Дмитрий Черняков играет Вахтангова, а Илзе Лиепа — Айседору Дункан. 150-летие Станиславского на сцене МХТ будет далеко от традиционной юбилейной скуки.

Режиссер «Вне системы» поделился с «ВД» своими мыслями по поводу не залитого елеем, а живого и так до конца и не понятого Станиславского.

Когда я работала в Институте искусствознания, там, в кулуарах, мы называли Константина Сергеевича Станиславского — Кысей. Не от неуважения, а чтобы сбить фальшивый пафос. Расскажи, как ты ставишь спектакль про Кысю.
Честно говоря, я счастлив, что мне довелось проникнуть в огромный мир Станиславского – при подготовке этого вечера я залез в архивные документы, которые достали из мхатовских тайных комнат. Драматург Миша Дурненков прочел огромное количество материалов – и секретных, и общедоступных. Вынырнув из этого моря, Миша написал пьесу «Вне системы», которая своей четырехактной структурой повторяет пьесы Чехова и Горького. Это попытка рассказать о Станиславском через окружавших его персонажей.

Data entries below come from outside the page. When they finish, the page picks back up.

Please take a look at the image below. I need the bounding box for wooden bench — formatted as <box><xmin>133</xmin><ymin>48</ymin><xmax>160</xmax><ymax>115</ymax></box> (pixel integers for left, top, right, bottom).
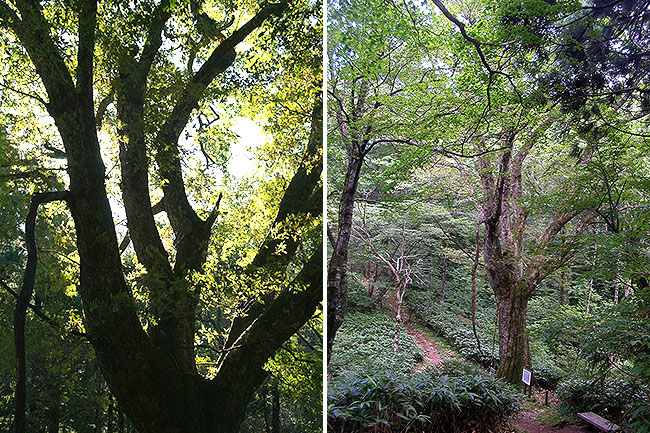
<box><xmin>578</xmin><ymin>412</ymin><xmax>620</xmax><ymax>432</ymax></box>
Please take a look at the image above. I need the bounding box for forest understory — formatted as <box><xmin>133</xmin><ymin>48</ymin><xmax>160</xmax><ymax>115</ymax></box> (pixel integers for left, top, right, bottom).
<box><xmin>329</xmin><ymin>278</ymin><xmax>637</xmax><ymax>433</ymax></box>
<box><xmin>388</xmin><ymin>292</ymin><xmax>594</xmax><ymax>433</ymax></box>
<box><xmin>327</xmin><ymin>0</ymin><xmax>650</xmax><ymax>432</ymax></box>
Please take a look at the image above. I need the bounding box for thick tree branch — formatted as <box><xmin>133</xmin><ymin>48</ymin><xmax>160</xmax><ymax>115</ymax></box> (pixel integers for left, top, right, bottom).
<box><xmin>525</xmin><ymin>210</ymin><xmax>596</xmax><ymax>288</ymax></box>
<box><xmin>214</xmin><ymin>244</ymin><xmax>322</xmax><ymax>413</ymax></box>
<box><xmin>77</xmin><ymin>0</ymin><xmax>96</xmax><ymax>96</ymax></box>
<box><xmin>0</xmin><ymin>1</ymin><xmax>76</xmax><ymax>116</ymax></box>
<box><xmin>112</xmin><ymin>0</ymin><xmax>174</xmax><ymax>279</ymax></box>
<box><xmin>155</xmin><ymin>2</ymin><xmax>288</xmax><ymax>247</ymax></box>
<box><xmin>138</xmin><ymin>0</ymin><xmax>172</xmax><ymax>73</ymax></box>
<box><xmin>536</xmin><ymin>210</ymin><xmax>580</xmax><ymax>246</ymax></box>
<box><xmin>251</xmin><ymin>97</ymin><xmax>322</xmax><ymax>268</ymax></box>
<box><xmin>223</xmin><ymin>97</ymin><xmax>322</xmax><ymax>349</ymax></box>
<box><xmin>429</xmin><ymin>0</ymin><xmax>493</xmax><ymax>75</ymax></box>
<box><xmin>95</xmin><ymin>89</ymin><xmax>114</xmax><ymax>130</ymax></box>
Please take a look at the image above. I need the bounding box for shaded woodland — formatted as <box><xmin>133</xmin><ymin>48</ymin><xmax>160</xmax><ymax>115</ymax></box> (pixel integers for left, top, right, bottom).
<box><xmin>327</xmin><ymin>0</ymin><xmax>650</xmax><ymax>431</ymax></box>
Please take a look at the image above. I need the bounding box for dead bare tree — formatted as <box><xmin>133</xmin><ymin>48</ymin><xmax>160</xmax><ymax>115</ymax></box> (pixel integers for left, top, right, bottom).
<box><xmin>353</xmin><ymin>205</ymin><xmax>427</xmax><ymax>353</ymax></box>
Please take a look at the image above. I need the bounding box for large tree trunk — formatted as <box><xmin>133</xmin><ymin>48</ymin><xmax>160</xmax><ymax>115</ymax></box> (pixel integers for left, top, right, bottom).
<box><xmin>495</xmin><ymin>286</ymin><xmax>531</xmax><ymax>383</ymax></box>
<box><xmin>474</xmin><ymin>123</ymin><xmax>587</xmax><ymax>385</ymax></box>
<box><xmin>3</xmin><ymin>2</ymin><xmax>321</xmax><ymax>431</ymax></box>
<box><xmin>328</xmin><ymin>76</ymin><xmax>376</xmax><ymax>362</ymax></box>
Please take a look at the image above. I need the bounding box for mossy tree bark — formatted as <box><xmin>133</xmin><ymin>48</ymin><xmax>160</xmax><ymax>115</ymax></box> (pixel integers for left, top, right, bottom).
<box><xmin>474</xmin><ymin>120</ymin><xmax>592</xmax><ymax>384</ymax></box>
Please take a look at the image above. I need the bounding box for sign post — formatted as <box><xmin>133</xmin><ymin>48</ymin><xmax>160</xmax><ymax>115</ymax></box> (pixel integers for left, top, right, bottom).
<box><xmin>522</xmin><ymin>368</ymin><xmax>532</xmax><ymax>397</ymax></box>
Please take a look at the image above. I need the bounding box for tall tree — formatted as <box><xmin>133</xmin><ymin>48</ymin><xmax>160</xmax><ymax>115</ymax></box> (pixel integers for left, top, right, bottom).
<box><xmin>0</xmin><ymin>1</ymin><xmax>322</xmax><ymax>432</ymax></box>
<box><xmin>470</xmin><ymin>115</ymin><xmax>594</xmax><ymax>383</ymax></box>
<box><xmin>326</xmin><ymin>0</ymin><xmax>450</xmax><ymax>360</ymax></box>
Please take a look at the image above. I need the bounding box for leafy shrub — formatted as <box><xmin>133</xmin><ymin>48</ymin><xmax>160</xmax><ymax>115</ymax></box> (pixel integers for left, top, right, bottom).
<box><xmin>347</xmin><ymin>275</ymin><xmax>375</xmax><ymax>313</ymax></box>
<box><xmin>558</xmin><ymin>377</ymin><xmax>650</xmax><ymax>422</ymax></box>
<box><xmin>328</xmin><ymin>371</ymin><xmax>520</xmax><ymax>433</ymax></box>
<box><xmin>531</xmin><ymin>356</ymin><xmax>566</xmax><ymax>390</ymax></box>
<box><xmin>329</xmin><ymin>312</ymin><xmax>422</xmax><ymax>378</ymax></box>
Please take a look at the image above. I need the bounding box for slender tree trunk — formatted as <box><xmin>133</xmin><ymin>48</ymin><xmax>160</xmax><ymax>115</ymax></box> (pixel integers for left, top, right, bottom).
<box><xmin>365</xmin><ymin>262</ymin><xmax>377</xmax><ymax>298</ymax></box>
<box><xmin>586</xmin><ymin>234</ymin><xmax>599</xmax><ymax>314</ymax></box>
<box><xmin>328</xmin><ymin>76</ymin><xmax>375</xmax><ymax>362</ymax></box>
<box><xmin>440</xmin><ymin>250</ymin><xmax>447</xmax><ymax>303</ymax></box>
<box><xmin>470</xmin><ymin>222</ymin><xmax>483</xmax><ymax>357</ymax></box>
<box><xmin>262</xmin><ymin>383</ymin><xmax>271</xmax><ymax>433</ymax></box>
<box><xmin>271</xmin><ymin>379</ymin><xmax>280</xmax><ymax>433</ymax></box>
<box><xmin>328</xmin><ymin>155</ymin><xmax>364</xmax><ymax>361</ymax></box>
<box><xmin>495</xmin><ymin>286</ymin><xmax>531</xmax><ymax>384</ymax></box>
<box><xmin>613</xmin><ymin>250</ymin><xmax>623</xmax><ymax>305</ymax></box>
<box><xmin>394</xmin><ymin>286</ymin><xmax>404</xmax><ymax>354</ymax></box>
<box><xmin>14</xmin><ymin>192</ymin><xmax>70</xmax><ymax>433</ymax></box>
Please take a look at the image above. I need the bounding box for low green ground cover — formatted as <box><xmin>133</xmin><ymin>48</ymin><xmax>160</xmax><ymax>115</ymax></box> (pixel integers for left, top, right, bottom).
<box><xmin>328</xmin><ymin>370</ymin><xmax>520</xmax><ymax>433</ymax></box>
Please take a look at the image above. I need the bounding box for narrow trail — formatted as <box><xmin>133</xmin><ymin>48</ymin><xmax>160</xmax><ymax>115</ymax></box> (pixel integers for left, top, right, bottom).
<box><xmin>512</xmin><ymin>411</ymin><xmax>591</xmax><ymax>433</ymax></box>
<box><xmin>381</xmin><ymin>294</ymin><xmax>443</xmax><ymax>367</ymax></box>
<box><xmin>404</xmin><ymin>323</ymin><xmax>442</xmax><ymax>367</ymax></box>
<box><xmin>378</xmin><ymin>292</ymin><xmax>591</xmax><ymax>433</ymax></box>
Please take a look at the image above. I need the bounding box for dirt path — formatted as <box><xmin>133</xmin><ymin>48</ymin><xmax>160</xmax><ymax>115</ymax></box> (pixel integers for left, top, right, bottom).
<box><xmin>381</xmin><ymin>294</ymin><xmax>443</xmax><ymax>367</ymax></box>
<box><xmin>379</xmin><ymin>292</ymin><xmax>589</xmax><ymax>433</ymax></box>
<box><xmin>512</xmin><ymin>411</ymin><xmax>591</xmax><ymax>433</ymax></box>
<box><xmin>404</xmin><ymin>323</ymin><xmax>443</xmax><ymax>367</ymax></box>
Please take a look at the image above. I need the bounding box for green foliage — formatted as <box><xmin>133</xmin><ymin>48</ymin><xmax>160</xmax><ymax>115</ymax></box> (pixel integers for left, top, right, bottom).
<box><xmin>328</xmin><ymin>371</ymin><xmax>520</xmax><ymax>433</ymax></box>
<box><xmin>242</xmin><ymin>313</ymin><xmax>322</xmax><ymax>433</ymax></box>
<box><xmin>433</xmin><ymin>358</ymin><xmax>485</xmax><ymax>378</ymax></box>
<box><xmin>531</xmin><ymin>355</ymin><xmax>567</xmax><ymax>391</ymax></box>
<box><xmin>346</xmin><ymin>273</ymin><xmax>375</xmax><ymax>313</ymax></box>
<box><xmin>540</xmin><ymin>296</ymin><xmax>650</xmax><ymax>431</ymax></box>
<box><xmin>558</xmin><ymin>378</ymin><xmax>650</xmax><ymax>424</ymax></box>
<box><xmin>329</xmin><ymin>311</ymin><xmax>421</xmax><ymax>378</ymax></box>
<box><xmin>1</xmin><ymin>0</ymin><xmax>323</xmax><ymax>428</ymax></box>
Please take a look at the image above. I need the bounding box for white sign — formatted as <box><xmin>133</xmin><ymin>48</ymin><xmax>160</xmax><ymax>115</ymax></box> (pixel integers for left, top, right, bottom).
<box><xmin>522</xmin><ymin>368</ymin><xmax>532</xmax><ymax>386</ymax></box>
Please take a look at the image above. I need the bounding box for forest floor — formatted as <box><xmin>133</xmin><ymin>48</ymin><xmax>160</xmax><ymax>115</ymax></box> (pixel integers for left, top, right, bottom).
<box><xmin>510</xmin><ymin>400</ymin><xmax>592</xmax><ymax>433</ymax></box>
<box><xmin>404</xmin><ymin>323</ymin><xmax>443</xmax><ymax>368</ymax></box>
<box><xmin>380</xmin><ymin>294</ymin><xmax>593</xmax><ymax>433</ymax></box>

Он сам на сцене не появится?
Его текст читает артист, но делает это довольно отстраненно. Понимаешь, сегодня нет такой фигуры.Мне же хотелось, чтобы не артисты изображали деятелей, а чтобы современные деятели произносили текст таких же деятелей прошлого. Но сегодня нет персоны, адекватной Станиславскому. Мы нарочно брали такие стороны его жизни, которые не слишком известны и которые расширяют рамки наших о нем представлений. Спроси о Станиславском любого обывателя, сразу вспомнят «Не верю!», «Театр начинается с вешалки» и… даже не знаю, что еще.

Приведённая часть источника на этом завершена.